Further, these baseline scores enable us to compare future iterations & optimizations. For example, as we explore adding persistent memory via RAG. adopting a new model, or changing our prompting, we can compare the scores to determine the impact of improvements.
Privacy
At Twilio we believe building products using AI has to be built on three core principles: Transparent, Responsible, Accountable. You can refer to Generative Audiences Nutrition Facts Label for more details on how the data is used for this feature.
Next Steps
While we’re excited about the impact so far, there are additional optimizations we plan to introduce for our evals:
Improving the correlation between LLM Judge and human scores to ensure that our evaluation process aligns well with human judgment.
Orchestrating different agents using frameworks such as AutoGen, which will allow for better coordination and efficiency in the evaluation process.
Applying LLM Judge to different use cases for CustomerAI to explore its potential in various domains and applications.
Conclusion
Our mission at Twilio and Segment is to make magic happen by harnessing the power of LLMs to revolutionize the way marketers build audiences and customer journeys. As we look to the future, we are excited to delve deeper into the potential applications and optimizations of our LLM Judge system, with a focus on concrete advancements and collaborations across the industry.
We encourage those interested in learning more about our work or exploring potential partnerships to reach out to us. In this era of LLMs, we believe that sharing knowledge and learning from one another is crucial to driving innovation and unlocking the full potential of AI-driven solutions.

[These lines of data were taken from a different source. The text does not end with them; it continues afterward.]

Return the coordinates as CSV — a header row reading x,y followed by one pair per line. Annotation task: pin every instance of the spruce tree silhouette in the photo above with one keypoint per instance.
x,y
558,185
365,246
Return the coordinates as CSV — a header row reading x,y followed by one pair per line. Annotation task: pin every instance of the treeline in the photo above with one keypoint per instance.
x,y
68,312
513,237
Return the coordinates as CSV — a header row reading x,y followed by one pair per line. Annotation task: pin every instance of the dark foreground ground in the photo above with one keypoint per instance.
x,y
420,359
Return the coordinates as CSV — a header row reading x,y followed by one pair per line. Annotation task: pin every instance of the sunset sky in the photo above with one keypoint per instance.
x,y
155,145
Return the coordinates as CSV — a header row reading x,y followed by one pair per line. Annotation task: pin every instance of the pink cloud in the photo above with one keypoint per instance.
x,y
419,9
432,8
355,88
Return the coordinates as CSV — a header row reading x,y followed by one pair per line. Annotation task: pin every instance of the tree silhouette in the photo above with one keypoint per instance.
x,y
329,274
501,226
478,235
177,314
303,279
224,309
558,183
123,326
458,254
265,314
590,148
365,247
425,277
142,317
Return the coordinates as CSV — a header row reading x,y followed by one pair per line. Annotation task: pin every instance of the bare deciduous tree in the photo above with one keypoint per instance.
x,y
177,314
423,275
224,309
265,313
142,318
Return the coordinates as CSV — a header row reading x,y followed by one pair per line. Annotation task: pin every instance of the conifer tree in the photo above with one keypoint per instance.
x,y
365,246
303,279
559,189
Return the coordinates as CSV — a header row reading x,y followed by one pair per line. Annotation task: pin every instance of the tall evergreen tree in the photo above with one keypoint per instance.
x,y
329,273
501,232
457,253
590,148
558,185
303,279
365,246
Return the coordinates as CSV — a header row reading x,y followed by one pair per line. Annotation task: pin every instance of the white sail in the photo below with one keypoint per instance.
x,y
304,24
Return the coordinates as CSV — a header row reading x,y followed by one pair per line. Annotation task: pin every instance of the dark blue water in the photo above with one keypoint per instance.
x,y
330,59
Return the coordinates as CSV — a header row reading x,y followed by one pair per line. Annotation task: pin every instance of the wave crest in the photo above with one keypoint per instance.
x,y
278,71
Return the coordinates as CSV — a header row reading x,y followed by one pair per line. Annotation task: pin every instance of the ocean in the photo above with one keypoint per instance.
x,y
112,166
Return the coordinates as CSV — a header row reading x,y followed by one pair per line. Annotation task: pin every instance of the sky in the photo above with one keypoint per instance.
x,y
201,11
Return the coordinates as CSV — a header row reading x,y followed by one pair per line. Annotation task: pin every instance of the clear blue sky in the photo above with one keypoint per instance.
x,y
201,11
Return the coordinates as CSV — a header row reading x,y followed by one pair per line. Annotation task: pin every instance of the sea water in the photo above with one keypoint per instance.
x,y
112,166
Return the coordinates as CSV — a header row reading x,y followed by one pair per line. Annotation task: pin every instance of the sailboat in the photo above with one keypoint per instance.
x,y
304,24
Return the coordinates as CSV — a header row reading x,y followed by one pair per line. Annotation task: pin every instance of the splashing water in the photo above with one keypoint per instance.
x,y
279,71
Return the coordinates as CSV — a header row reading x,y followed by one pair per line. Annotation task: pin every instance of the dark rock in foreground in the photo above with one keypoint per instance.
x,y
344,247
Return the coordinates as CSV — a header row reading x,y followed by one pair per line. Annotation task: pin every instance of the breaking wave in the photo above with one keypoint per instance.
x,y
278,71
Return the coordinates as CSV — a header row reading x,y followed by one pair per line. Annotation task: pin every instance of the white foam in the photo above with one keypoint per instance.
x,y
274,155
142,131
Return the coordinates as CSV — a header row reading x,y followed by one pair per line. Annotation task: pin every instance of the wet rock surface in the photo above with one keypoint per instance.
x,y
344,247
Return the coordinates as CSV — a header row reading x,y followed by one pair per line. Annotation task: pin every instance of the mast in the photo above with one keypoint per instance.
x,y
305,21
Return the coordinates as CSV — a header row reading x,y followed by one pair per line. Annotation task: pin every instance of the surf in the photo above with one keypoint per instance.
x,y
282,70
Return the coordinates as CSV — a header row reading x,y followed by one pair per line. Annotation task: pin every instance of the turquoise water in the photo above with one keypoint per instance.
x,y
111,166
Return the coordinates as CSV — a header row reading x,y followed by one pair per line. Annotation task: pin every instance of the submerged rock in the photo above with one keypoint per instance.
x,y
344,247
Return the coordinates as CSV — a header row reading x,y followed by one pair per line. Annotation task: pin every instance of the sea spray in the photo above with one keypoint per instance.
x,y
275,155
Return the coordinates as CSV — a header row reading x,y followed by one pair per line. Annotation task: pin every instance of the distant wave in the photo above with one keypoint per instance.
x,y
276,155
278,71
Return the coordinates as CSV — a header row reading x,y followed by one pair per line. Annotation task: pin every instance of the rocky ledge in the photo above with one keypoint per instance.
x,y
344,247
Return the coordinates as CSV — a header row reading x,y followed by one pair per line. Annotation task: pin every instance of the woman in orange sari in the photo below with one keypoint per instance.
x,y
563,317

As we continue to refine our approach and explore new use cases, we remain committed to fostering transparent, responsible, and accountable AI-driven solutions that empower businesses and individuals alike. We hope that by sharing our experiences and learnings, we can inspire others to embark on their own LLM journeys and contribute to the collective growth of the AI community. Together, we can shape the future of audience building and create a world where the magic of LLMs is accessible to all.
Appendix
To provide a more in-depth understanding of the generative audience evaluation process, let's look at the steps involved.

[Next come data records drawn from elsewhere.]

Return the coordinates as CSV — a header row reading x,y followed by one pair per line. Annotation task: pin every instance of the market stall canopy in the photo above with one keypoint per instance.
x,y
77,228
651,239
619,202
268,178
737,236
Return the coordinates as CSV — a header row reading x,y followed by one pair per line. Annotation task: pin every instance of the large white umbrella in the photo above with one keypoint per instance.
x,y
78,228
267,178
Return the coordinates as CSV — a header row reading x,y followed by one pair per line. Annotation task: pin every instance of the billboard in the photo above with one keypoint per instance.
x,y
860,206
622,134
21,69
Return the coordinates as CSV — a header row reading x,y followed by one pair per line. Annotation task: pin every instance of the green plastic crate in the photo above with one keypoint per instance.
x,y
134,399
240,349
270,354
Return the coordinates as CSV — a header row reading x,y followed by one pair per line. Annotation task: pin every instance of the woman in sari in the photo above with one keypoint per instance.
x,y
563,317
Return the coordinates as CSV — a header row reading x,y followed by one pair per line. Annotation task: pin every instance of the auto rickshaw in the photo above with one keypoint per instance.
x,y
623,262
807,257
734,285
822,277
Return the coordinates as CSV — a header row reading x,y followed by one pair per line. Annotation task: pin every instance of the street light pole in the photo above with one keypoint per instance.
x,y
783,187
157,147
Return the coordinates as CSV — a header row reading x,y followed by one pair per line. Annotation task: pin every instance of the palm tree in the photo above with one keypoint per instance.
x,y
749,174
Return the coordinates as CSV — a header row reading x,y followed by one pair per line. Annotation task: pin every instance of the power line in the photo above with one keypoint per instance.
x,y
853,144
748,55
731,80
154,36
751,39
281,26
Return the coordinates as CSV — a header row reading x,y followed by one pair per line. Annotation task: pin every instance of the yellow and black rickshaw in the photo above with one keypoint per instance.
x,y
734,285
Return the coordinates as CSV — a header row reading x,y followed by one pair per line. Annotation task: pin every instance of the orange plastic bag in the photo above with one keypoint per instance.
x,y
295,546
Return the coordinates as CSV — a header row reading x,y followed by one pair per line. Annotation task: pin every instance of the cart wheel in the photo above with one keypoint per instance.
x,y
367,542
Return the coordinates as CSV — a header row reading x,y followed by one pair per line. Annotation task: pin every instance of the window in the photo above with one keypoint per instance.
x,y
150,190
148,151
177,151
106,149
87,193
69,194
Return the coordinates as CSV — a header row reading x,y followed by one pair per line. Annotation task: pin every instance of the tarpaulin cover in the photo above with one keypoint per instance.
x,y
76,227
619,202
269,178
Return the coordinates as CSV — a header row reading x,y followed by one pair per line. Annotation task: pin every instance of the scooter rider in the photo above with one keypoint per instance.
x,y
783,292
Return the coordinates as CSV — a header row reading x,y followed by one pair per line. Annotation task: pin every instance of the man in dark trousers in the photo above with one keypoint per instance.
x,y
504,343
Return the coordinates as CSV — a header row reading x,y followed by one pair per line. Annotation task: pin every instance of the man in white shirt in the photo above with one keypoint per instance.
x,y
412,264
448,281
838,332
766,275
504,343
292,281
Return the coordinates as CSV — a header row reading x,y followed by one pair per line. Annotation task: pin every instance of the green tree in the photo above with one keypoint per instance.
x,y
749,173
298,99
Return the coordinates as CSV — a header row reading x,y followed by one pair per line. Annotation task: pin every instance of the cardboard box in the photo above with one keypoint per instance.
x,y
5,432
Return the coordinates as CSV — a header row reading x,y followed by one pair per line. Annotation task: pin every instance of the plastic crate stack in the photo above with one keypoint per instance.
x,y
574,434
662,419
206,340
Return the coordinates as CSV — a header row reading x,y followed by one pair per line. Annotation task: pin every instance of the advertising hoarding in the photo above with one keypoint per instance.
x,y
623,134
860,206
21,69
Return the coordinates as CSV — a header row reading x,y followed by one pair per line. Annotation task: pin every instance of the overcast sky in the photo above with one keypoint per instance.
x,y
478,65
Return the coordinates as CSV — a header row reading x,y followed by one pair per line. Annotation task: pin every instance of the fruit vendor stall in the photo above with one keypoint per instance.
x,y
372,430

1. A user provides a prompt, such as "Customers who have purchased at least 1 time."
2. The prompt is converted into an AST, which is a tree-like data structure representing the code structure. In our case, the AST is similar to a JSON object.

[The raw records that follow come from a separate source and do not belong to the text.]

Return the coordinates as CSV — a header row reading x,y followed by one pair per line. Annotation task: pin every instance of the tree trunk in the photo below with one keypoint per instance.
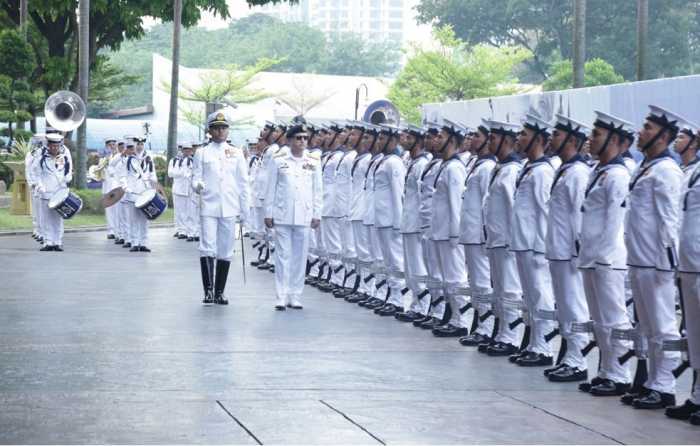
x,y
83,76
642,32
579,42
174,80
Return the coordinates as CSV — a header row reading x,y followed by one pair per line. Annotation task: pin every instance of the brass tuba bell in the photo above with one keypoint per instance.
x,y
64,111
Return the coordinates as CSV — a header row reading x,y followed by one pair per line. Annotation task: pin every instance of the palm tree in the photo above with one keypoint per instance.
x,y
174,80
579,42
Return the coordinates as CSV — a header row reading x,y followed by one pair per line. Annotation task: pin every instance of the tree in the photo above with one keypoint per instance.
x,y
596,72
16,96
454,72
545,28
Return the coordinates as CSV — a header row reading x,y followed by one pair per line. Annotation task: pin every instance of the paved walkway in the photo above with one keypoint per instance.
x,y
98,345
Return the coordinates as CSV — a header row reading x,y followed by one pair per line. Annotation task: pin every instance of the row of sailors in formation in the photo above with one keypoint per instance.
x,y
540,229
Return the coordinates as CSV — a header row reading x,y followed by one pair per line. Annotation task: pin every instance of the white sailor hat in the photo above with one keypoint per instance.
x,y
55,138
536,124
571,126
664,118
610,122
502,128
217,118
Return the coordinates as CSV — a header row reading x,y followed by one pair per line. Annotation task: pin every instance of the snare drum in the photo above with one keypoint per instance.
x,y
66,203
151,203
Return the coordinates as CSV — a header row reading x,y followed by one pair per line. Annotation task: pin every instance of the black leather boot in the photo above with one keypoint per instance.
x,y
222,267
207,267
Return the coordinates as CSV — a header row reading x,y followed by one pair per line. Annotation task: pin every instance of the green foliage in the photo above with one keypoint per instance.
x,y
596,72
546,29
295,47
454,72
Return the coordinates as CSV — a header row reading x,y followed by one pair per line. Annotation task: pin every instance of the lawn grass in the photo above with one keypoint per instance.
x,y
10,222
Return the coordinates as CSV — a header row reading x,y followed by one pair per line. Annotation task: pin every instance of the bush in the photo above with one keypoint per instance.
x,y
92,200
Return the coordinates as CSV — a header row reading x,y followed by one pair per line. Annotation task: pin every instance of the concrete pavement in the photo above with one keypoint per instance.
x,y
99,345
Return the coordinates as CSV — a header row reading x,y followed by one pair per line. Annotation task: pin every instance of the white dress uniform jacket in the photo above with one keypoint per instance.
x,y
601,239
389,177
530,209
498,208
476,189
222,171
566,199
295,191
410,219
449,186
654,214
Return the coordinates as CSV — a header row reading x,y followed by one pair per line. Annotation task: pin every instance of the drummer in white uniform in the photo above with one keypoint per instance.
x,y
53,172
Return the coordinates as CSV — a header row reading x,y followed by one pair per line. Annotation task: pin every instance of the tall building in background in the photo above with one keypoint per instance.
x,y
374,19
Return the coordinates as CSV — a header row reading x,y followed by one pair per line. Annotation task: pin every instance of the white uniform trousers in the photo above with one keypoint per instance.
x,y
533,270
192,221
479,272
567,285
416,272
332,239
218,237
364,257
36,204
690,284
506,292
654,299
291,245
139,227
378,266
605,294
454,275
349,254
435,282
392,252
181,210
53,225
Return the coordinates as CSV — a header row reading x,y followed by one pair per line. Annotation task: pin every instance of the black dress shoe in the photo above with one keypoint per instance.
x,y
450,331
586,387
420,320
654,400
609,387
407,316
553,369
474,340
568,374
387,310
501,349
431,323
683,412
533,359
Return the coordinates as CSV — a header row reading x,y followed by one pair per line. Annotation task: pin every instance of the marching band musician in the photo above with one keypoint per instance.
x,y
530,214
602,253
292,206
110,151
220,176
179,194
52,172
651,237
563,225
472,234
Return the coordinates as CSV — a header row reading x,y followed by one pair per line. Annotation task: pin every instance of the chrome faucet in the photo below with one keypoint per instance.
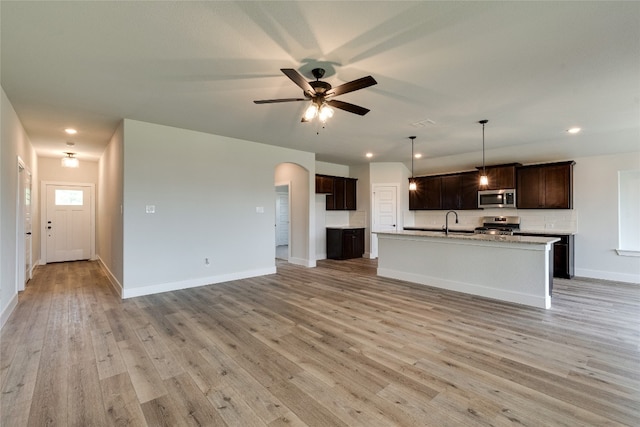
x,y
446,221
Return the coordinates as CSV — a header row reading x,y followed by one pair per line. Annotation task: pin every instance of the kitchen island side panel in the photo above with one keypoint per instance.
x,y
506,271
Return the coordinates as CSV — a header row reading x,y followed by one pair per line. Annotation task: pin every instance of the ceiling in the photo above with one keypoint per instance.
x,y
533,69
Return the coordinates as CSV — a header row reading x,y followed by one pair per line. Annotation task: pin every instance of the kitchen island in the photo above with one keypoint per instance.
x,y
509,268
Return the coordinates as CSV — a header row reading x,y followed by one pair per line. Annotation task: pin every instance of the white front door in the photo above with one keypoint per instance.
x,y
24,253
68,222
385,212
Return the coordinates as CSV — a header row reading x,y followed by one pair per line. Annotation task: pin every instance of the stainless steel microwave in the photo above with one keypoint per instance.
x,y
497,198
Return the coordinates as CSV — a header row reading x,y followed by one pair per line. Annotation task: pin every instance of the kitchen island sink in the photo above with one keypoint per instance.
x,y
509,268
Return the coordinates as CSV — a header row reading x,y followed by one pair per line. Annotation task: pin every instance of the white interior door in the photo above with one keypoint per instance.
x,y
68,222
24,240
385,213
28,250
282,219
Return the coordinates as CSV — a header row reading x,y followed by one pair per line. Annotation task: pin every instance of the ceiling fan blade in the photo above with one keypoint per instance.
x,y
353,85
299,79
355,109
272,101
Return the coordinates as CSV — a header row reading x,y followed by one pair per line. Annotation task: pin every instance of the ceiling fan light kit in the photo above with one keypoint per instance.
x,y
321,95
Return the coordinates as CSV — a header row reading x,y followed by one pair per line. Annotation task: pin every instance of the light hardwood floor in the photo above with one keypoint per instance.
x,y
329,346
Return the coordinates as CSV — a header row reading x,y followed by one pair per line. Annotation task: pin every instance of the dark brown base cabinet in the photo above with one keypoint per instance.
x,y
563,254
345,243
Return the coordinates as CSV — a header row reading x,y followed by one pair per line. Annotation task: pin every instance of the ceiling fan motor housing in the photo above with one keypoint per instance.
x,y
320,87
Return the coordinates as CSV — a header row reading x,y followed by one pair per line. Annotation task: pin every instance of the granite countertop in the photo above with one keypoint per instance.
x,y
462,235
554,232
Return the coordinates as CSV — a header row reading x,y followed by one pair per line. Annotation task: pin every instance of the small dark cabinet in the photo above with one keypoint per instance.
x,y
451,191
341,192
345,243
500,177
428,193
469,190
324,184
450,187
546,186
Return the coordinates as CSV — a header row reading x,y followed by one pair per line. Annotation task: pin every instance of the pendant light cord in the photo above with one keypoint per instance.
x,y
484,171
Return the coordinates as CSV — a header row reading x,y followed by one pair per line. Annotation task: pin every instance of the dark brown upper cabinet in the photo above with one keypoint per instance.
x,y
341,192
324,184
451,191
500,176
545,186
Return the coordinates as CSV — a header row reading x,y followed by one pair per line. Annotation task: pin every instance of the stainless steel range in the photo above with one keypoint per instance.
x,y
500,225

3. We need to evaluate if the generated AST is robust enough to be shipped to production.
To accomplish this, we use the "ground truth" ASTs provided by customers as a reference for evaluation. However, there can be multiple valid ways to represent the same code structure, making it difficult to determine the best AST representation. This is where LLMs can play the role of a judge, helping us evaluate and improve the quality of generated code.
However, there are some challenges.
1. LLMs struggle with continuous scores. For example, if asking LLM to give a score from 0 to 100, LLM tends to only output discrete values such as 0 and 100. To address this, we ask the model to provide scores on a discrete 1-5 scale, with 1 being "very bad" and 5 being "perfect." This helps us obtain more interpretable results.
2. The LLM Judge also needs a Chain of Thought (CoT) to provide reasoning for the scores, which can improve the model's capability and facilitate human evaluation. Implementing CoT allows the model to explain its decisions, making it easier for engineers to understand and trust the evaluation process. By using CoT, the alignment with human increase from roughly 89% to 92%.
3. We adopt OpenAI’s GPT-4 model as the actual LLM Judge model. Surprisingly, we find that using other strong models such as Claude 3 Opus achieve similar scores with GPT-4, which shows that the alignment between different models and human.
LLMs have proven to be a powerful tool for evaluating and improving code generation in the context of Segment and Twilio engineering. By using LLMs as judge, we can enhance the quality of our generated code and provide better recommendations to our users. As we continue to refine our approach and explore new use cases, we expect LLMs to play an increasingly important role in our engineering efforts, leading to more efficient and effective solutions.